Gender perspectives

Boy vs. Girl

Here in America, males are perceived as dominant, tough, macho.  Females are supposed to act quiet, submissive, soft, and emotional.  I think gender stereotypes are somewhat bullshit, especially because of the methods in which American parents encourage them.

Boys are taught to hold in their feelings, that crying means you are weak, and that trucks, motorcycles, and race cars, or other dangerous objects or playthings are “boy-like”.  Girls are taught that it is okay to cry, that dolls and dress up and tea parties are “girl-like”.  Pink is a “girl color” and blue is a “boy color”.  Why is pink more feminine and blue more masculine?  Why is a truck masculine and a horse feminine?
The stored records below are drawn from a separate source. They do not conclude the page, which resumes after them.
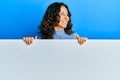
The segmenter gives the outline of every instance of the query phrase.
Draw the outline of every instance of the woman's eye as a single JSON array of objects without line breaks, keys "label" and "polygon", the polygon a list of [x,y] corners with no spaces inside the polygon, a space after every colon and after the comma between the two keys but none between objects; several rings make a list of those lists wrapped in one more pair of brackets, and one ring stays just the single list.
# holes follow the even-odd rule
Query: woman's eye
[{"label": "woman's eye", "polygon": [[64,15],[64,13],[61,13],[60,15]]},{"label": "woman's eye", "polygon": [[61,13],[60,15],[63,15],[63,16],[68,16],[68,14],[65,14],[65,13]]}]

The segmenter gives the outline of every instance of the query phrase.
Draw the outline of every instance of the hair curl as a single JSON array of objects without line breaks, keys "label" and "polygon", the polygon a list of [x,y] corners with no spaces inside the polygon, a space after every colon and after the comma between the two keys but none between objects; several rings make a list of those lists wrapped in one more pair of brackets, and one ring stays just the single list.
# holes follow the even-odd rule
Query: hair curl
[{"label": "hair curl", "polygon": [[68,6],[64,3],[54,2],[48,6],[41,24],[38,26],[39,34],[41,34],[41,39],[53,39],[53,34],[55,32],[54,27],[58,25],[60,20],[59,13],[61,6],[65,6],[67,8],[69,17],[67,27],[64,29],[64,31],[68,35],[74,33],[72,31],[71,13],[68,9]]}]

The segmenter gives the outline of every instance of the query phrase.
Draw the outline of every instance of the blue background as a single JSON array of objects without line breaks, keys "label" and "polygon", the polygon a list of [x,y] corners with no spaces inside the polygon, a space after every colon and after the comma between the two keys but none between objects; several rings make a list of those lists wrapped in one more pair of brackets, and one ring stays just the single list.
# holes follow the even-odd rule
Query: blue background
[{"label": "blue background", "polygon": [[0,39],[37,35],[52,2],[64,2],[73,30],[89,39],[120,39],[120,0],[0,0]]}]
I have a tie-dyed pillowcase on a pillow on my bed right now.  It has pink, yellow, and blue splotches of color.  Guess what color my son points to and asks “what’s that?” for ninety percent of the time.  Pink!  To him, it is just another wavelength discernible to the naked human eye and has no gender specific meaning.  Who arbitrarily chose pink and blue to be either masculine or feminine?  It is ridiculous.

I try not to influence games we play by gender.  He likes hide and seek, being tickled, rolling around under the blanket and playing dress up.  When he brings me clothes for me to dress him up in, he brings clothes indiscriminately.  He brings me my shirts to dress him up in just as often, or sometimes more often, (probably because mine are brightly colored), as he brings his father’s shirts or his own shirts.  He does not care!  Why should he?

Why should I also teach him that in order to be masculine, he must not cry or otherwise show his feelings?  That would create a dysfunctional adult.  Often the result of bottling up emotions is that later, they explode. That is not emotionally healthy.  It is important to teach our boys, and girls, to cope with each emotion as it surfaces.

To teach a young boy that he should be dominant in the husband-wife relationship may later create a dysfunctional marriage.  A marriage should be a partnership.  Especially when children are involved, a united front should be presented.  But in order to achieve a united front, the couple must discuss child raising expectations and techniques.  The only way to combine those correctly is to compromise.  Compromise requires team work.  If the male is the dominant figure and has every say in child raising techniques and methods, there may not be balance.  Moderation and balance are required for raising children to be emotionally healthy adults.

While it is true that some people prefer to live life more “on the edge” or prefer to have a more adrenaline-filled life, some people prefer to have more stable, boring lives, regardless of gender.  I know just as many females who are attention-seeking “adrenaline junkies” as males.  And I know just as many males who lead stable, balanced lives as females.  Those things are individual preferences, not gender specific preferences. And yet some parents guide their boys one way and their girls the other because of a perceived normal cultural tendency.

As parents, we should strive to create or mold emotionally and physically healthy adults, regardless of gender.  And we should not chastise our children for a color preference, emotional tendencies, etc. because of a gender specific cultural norm.  We should appreciate our children for the individuals they are, and help them achieve balance and moderation throughout their lives.  We need to love them all, because they are all perfect in their own way.